I really wanted to write a quiet post this morning. I wanted to write a post about food, about quotidian domesticity. And yet here I am, again, all caught up in the emotional unrest of the world and unable to settle my words.
More deaths. More anger. More protests. Frankly I am all for anger and protests and even for the toppling of symbols of control, symbols of repression. As much as I abhor violence, I believe anger and revolt is a necessary step toward change. I am all for these things even though I myself am not a direct participant in the current wave of marches and rallies. Admittedly, I have been to a rally here and there in recent years, although not at this particular moment. When I was young I marched; some of my friends were gassed and others were arrested, but I realized early on that this is not where my gifts lie.
I suppose this is the nature of my true strugglee: an internal struggle with the value of my words; the relevance of of the intention and purposes of this blog; of what is said and what is not said. With blogs, as with everything in life, what is revealed is only part of the story. What is discussed on this blog is reflective of my own internal struggles, as to whether writing about gardens and dinner and internal musings are even relevant to the world, even as I increasingly think that as our industriousness has managed to distance us from hands-on involvement in meeting the physical needs of life, of having our hands in the earth, of preparing to nourish ourselves, we have made our lives easier but also more fragile. As we become increasingly disconnected we find it easier to disconnect from each other, harming ourselves and others without intent really, but out of blindness.
And so the question returns. Should I write about the frivolous? And who is to determine what is frivolous? I often refer to this blog as a frivolous thing, not because I believe it is true, but because of my own struggles between the importance of the small, the intimate, the quotidian and some culturally imposed belief that the only good work is work toward the greater good. I am part of a generation of women taught to turn our backs on the domestic. And yet I know that whatever other things I do in the world, it is this that brings focus, calmness, and even strength to carry on. These things inform my ability to do more, to give more, to be more. So then, why do I struggle so?

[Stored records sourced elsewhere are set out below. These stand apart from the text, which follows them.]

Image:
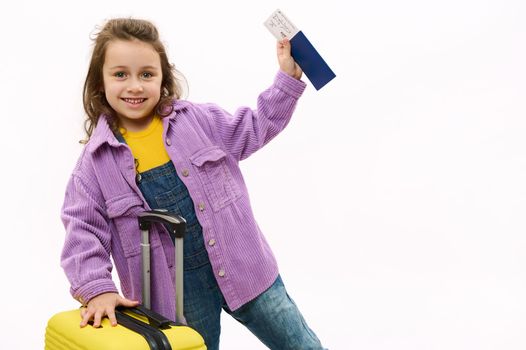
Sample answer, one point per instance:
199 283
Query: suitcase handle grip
154 319
175 223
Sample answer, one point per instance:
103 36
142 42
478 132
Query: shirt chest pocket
217 180
123 210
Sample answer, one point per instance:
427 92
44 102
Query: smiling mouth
134 101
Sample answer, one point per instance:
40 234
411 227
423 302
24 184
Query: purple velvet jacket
205 144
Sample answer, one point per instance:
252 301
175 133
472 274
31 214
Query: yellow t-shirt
147 145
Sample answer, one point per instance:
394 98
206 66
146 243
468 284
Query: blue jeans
272 316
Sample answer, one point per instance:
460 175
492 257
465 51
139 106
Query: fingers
127 302
111 316
283 47
101 306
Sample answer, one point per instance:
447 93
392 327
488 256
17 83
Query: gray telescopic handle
177 225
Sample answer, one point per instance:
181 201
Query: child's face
132 81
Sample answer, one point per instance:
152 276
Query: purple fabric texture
205 144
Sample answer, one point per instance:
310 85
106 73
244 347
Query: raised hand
286 62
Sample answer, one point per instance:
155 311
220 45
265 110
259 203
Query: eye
120 75
146 75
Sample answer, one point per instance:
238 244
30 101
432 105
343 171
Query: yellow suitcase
138 328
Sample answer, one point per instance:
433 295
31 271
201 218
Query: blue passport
303 52
310 61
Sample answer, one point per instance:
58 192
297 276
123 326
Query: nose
135 86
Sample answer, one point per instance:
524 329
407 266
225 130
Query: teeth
134 100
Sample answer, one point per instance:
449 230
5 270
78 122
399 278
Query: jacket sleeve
248 130
86 253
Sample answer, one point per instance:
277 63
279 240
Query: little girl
148 149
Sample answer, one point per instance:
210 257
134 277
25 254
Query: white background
394 201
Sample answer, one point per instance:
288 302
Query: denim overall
272 317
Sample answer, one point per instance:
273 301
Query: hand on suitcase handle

I haven’t yet read Ibram X. Kendi’s How to be an Antiracist, and I therefore do not know how the author defines anti-racism. But I do know this: I know it is not enough to claim to not be racist, because all of us, every one of us that lives in this society is shaped and touched by racism; I know that every decision we make or fail to make matters; I know that for all we take pride in how the human race has evolved, how can we say we have evolved at all if we cannot address our recurrent inability to treat each other inhumanely? This all means that we all have much to learn, both about others but also about ourselves. It means we need to make active choices to do our part. It also means that each of us has a different part to play, and it does not further anything to judge one part as more important or effective than another. We are notoriously bad at judging the impact and repercussions of our own actions, and judging people by their gifts is not much less superficial and specious than judging people by the color of their skin. Our only strength is our humanity.
I don’t know where are all these mutterings are leading. I will probably write about something contentedly small in the next few days. I may yet struggle. These are not easy times. Thank you for attending to my mutterings.